Derivatives: 3x² + 3y²y' = 4y + 4xy', y' = (3x² - 4y)/(4x - 3y²); y'(2,2) = ((12 - 8)/(8 - 12) = - 1;

6x + 3y²y'' + 6yy'²= 8y' + 4xy''; 12 + 12y'' + 12 = - 8 + 8y''; 4y'' = - 32; y'' = - 8

So curvache: K = |y''|/(1 + y'²)^3/2 = 8/2^3/2 = 2^3/2 = 2√2.

Let find equation of normal line at point (2,2): slope m = -1/y' = -1/(-1) = 1; y - 2 = 1(x - 2); y = x is equation of normal line at point (2, 2).

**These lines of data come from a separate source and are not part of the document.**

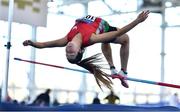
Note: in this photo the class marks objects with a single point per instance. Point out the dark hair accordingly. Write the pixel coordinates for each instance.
(77, 59)
(100, 76)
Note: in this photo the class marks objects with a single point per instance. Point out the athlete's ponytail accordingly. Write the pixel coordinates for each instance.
(100, 76)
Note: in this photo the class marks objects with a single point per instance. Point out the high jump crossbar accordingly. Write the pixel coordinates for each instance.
(113, 76)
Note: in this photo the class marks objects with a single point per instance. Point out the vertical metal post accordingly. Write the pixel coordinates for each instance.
(82, 93)
(4, 93)
(163, 27)
(32, 84)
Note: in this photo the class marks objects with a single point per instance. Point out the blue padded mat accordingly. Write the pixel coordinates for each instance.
(88, 107)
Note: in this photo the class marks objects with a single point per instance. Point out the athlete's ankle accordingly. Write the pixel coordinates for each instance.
(125, 72)
(112, 67)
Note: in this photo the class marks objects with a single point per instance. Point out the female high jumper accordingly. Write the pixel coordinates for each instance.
(90, 30)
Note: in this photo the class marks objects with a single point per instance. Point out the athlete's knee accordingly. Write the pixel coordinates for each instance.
(125, 39)
(105, 46)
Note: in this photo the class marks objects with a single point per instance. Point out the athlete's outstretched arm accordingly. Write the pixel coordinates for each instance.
(54, 43)
(109, 36)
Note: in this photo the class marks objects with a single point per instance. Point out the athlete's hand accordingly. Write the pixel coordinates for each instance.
(27, 42)
(142, 16)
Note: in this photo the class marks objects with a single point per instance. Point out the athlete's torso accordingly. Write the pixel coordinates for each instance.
(87, 26)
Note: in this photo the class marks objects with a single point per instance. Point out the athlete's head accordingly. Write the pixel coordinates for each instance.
(73, 53)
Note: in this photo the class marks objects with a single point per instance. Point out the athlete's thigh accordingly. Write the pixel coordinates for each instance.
(121, 39)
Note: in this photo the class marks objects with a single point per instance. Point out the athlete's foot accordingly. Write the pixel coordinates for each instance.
(113, 72)
(123, 81)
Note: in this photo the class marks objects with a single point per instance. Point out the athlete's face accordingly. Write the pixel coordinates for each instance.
(71, 50)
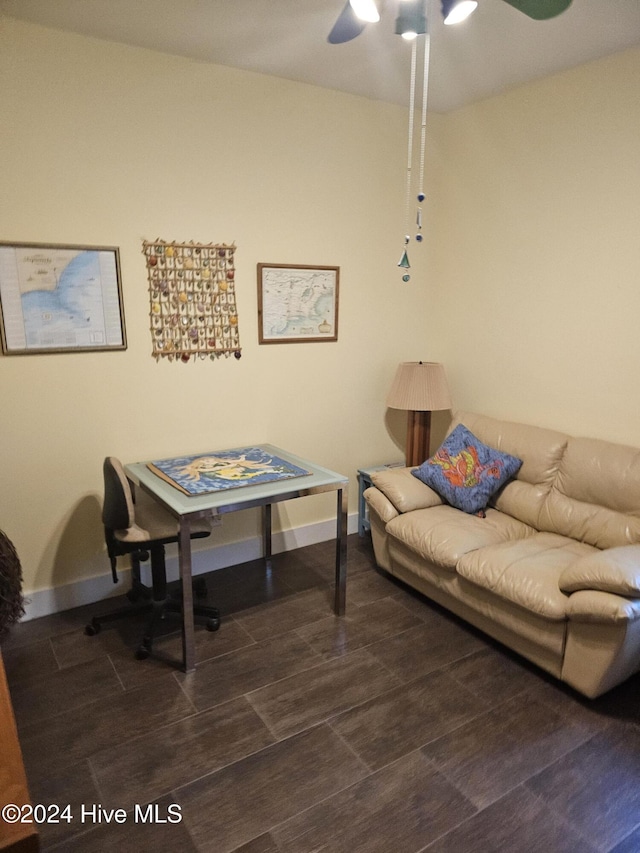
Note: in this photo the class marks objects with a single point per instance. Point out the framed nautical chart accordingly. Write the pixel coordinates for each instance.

Let (a,a) is center of curvature. Then (a - 2)² + (a - 2)² = (2√2)²; 2(a - 2)² = 8; (a - 2)² = 4; a - 2 = ±2

a = 4 or a = 0. Because at (2, 2) y '' = - 8 < 0 we have to take a = 0. So center of curvature K located at origin (0, 0) and x = 0 is x-coordinate of this point.